Para Zubizarreta, los años en Bilbao, entre estudios universitarios, fueron "liberadores", y después regresó a Arrasate. Allí, subrayó que Arrasate es "tan nido como jaula". "La normatividad opera en nuestro día a día, en nuestro círculo de amigos", afirmó. A pesar de que Arrasate tiene características "progresistas", "muchas de las prácticas, pensamientos, marcos y actitudes que se reproducen son conservadores y tradicionales, y en ese sentido, es una jaula".
Zubizarreta, miembro del grupo Morbor Arrasate, también abordó la idea de la visibilidad. "Somos mucho más visibles que hace unos años, sí, pero es frustrante ver que no podemos funcionar como una comunidad más organizada a nivel de pueblo". No obstante, transmitió un mensaje positivo: "Lo ganado en transfeminismo no puede retroceder, y estoy convencida de que la sociedad respondería ante eso. Debemos seguir construyendo comunidad, es muy importante".
Ane Uribarren, miembro del movimiento Trasmaribibollo, señaló que Arrasate tiene dos caras. "Quiero a Arrasate, pero es una ciudad pequeña con dos caras; por un lado, da cercanía, sabemos quién es el vecino.
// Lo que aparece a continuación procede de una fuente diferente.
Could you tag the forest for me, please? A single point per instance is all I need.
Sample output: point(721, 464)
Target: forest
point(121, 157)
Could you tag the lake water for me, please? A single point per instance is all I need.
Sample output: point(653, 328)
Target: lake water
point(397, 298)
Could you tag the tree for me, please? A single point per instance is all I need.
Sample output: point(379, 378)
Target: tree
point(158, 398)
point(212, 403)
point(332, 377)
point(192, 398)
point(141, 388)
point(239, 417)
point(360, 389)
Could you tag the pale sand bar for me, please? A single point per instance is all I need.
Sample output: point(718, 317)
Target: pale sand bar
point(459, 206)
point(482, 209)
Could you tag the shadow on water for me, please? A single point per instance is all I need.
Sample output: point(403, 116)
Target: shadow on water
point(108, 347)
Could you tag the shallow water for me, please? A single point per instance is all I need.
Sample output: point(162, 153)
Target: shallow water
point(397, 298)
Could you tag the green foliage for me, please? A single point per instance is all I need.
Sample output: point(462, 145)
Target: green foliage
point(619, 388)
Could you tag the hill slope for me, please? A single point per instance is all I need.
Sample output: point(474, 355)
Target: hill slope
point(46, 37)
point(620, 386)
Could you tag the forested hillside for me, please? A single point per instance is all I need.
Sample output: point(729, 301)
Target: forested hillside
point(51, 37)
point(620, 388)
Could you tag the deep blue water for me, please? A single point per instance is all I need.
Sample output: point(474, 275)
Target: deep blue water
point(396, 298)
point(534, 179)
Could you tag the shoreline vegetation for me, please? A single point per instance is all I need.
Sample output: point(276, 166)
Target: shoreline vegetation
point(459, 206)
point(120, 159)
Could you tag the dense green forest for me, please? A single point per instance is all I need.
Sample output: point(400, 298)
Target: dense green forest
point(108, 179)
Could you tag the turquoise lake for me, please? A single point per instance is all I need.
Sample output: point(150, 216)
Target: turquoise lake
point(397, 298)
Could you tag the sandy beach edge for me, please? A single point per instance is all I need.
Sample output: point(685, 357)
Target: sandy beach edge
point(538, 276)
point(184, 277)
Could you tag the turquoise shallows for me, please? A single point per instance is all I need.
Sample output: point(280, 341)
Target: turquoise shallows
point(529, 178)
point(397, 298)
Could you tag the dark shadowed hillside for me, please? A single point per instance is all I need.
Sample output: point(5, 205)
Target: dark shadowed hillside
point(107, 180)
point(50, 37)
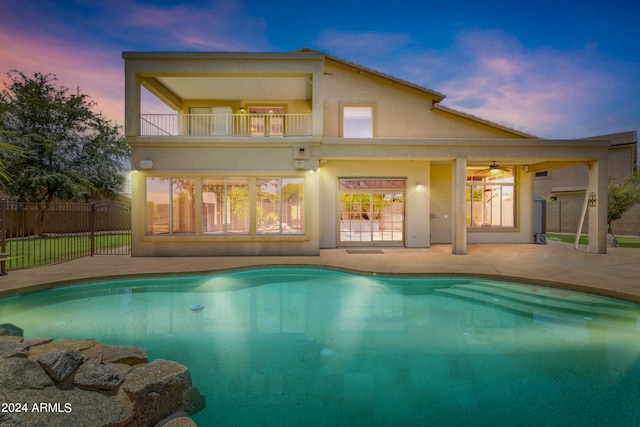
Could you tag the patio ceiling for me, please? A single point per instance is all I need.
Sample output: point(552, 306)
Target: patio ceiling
point(223, 87)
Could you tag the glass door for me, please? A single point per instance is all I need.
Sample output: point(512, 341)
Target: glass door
point(371, 212)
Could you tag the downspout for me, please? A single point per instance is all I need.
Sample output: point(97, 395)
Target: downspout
point(582, 215)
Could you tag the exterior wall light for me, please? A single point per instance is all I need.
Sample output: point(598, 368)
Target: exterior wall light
point(146, 164)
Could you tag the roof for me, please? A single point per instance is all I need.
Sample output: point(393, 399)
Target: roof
point(437, 95)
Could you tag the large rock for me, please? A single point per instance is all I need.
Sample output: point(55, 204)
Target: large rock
point(52, 407)
point(160, 389)
point(98, 376)
point(20, 373)
point(61, 363)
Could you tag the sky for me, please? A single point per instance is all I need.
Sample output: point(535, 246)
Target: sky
point(554, 69)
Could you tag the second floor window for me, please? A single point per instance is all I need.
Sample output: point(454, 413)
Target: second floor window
point(357, 122)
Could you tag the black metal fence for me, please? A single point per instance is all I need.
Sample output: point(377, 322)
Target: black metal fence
point(33, 234)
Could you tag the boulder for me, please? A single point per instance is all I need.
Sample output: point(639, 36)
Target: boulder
point(61, 363)
point(52, 407)
point(98, 376)
point(20, 373)
point(159, 389)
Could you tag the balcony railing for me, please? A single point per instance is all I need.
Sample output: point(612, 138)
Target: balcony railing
point(225, 124)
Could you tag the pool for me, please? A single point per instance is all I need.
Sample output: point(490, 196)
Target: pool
point(315, 346)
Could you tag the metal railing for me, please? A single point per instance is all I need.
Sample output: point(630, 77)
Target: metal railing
point(226, 124)
point(32, 234)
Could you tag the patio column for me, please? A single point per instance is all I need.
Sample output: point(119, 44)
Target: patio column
point(459, 207)
point(597, 204)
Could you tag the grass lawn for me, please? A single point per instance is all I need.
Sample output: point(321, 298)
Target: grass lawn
point(624, 242)
point(36, 251)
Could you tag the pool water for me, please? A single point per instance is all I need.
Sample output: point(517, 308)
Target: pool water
point(307, 346)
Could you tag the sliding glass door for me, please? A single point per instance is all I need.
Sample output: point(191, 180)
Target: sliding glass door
point(371, 212)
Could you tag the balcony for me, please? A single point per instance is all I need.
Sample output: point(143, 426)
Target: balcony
point(249, 125)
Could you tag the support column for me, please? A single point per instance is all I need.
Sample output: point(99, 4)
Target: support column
point(459, 207)
point(597, 206)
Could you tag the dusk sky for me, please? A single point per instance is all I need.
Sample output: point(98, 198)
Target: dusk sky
point(555, 69)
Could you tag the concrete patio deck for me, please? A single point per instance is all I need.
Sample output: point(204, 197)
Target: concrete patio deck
point(616, 274)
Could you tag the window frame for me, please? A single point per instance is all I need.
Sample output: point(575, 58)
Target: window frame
point(358, 105)
point(485, 185)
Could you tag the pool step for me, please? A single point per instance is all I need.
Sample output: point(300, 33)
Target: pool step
point(538, 305)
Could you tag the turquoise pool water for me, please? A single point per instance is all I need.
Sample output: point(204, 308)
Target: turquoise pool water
point(285, 346)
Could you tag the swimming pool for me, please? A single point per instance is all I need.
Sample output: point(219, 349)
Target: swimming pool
point(323, 347)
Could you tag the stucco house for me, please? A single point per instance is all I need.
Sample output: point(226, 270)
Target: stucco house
point(565, 189)
point(289, 153)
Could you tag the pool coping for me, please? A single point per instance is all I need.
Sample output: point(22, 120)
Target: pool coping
point(557, 265)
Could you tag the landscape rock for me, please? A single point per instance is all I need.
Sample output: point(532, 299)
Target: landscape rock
point(61, 363)
point(65, 383)
point(18, 373)
point(160, 389)
point(98, 376)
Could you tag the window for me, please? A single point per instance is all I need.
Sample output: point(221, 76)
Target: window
point(170, 206)
point(357, 122)
point(225, 205)
point(280, 206)
point(490, 197)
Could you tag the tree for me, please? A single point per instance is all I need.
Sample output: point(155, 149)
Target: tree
point(70, 152)
point(621, 197)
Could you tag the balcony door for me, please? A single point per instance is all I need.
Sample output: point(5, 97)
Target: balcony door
point(371, 212)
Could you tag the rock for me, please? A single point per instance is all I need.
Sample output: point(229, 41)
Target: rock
point(98, 376)
point(19, 373)
point(65, 383)
point(124, 354)
point(160, 389)
point(61, 363)
point(11, 330)
point(64, 408)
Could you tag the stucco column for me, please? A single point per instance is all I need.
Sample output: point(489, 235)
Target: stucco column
point(131, 103)
point(459, 207)
point(597, 206)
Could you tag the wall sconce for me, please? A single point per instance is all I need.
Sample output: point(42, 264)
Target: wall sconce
point(146, 164)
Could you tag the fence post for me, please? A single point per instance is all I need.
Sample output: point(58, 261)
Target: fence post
point(3, 236)
point(92, 228)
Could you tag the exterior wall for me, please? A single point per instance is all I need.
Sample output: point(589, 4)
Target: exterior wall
point(523, 232)
point(411, 140)
point(399, 112)
point(416, 232)
point(440, 192)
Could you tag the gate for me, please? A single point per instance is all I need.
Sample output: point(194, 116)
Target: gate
point(33, 234)
point(111, 228)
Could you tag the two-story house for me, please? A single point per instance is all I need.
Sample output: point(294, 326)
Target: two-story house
point(289, 153)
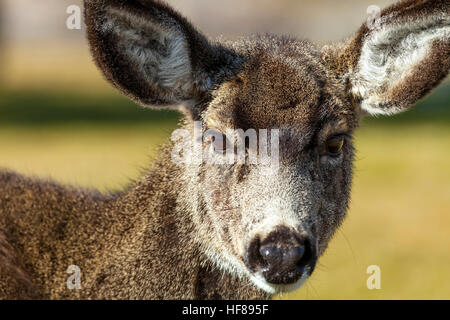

Al mismo tiempo, sin embargo, Arrasate conlleva presión; aquí está claro que la normatividad se impone". Entre los jóvenes, en este momento clave de formación de identidad, "la norma está muy extendida, diciendo, entre otras cosas, cómo vestir, cómo ligar y qué cuerpo desear". Según Uribarren, "Arrasate es hogar, pero no siempre; tenemos que tener cuidado a veces". "Me gustaría que Arrasate fuera un pulmón. Los jóvenes tenemos falta de referentes en Arrasate, los referentes aún no son tan visibles. En el pueblo hay muchas maricas, bollos y disidentes sin organizar".
El programa se cerrará el domingo con la concentración en la Herriko Plaza (12:30), seguida de un "kuir-poteo" musicalizado.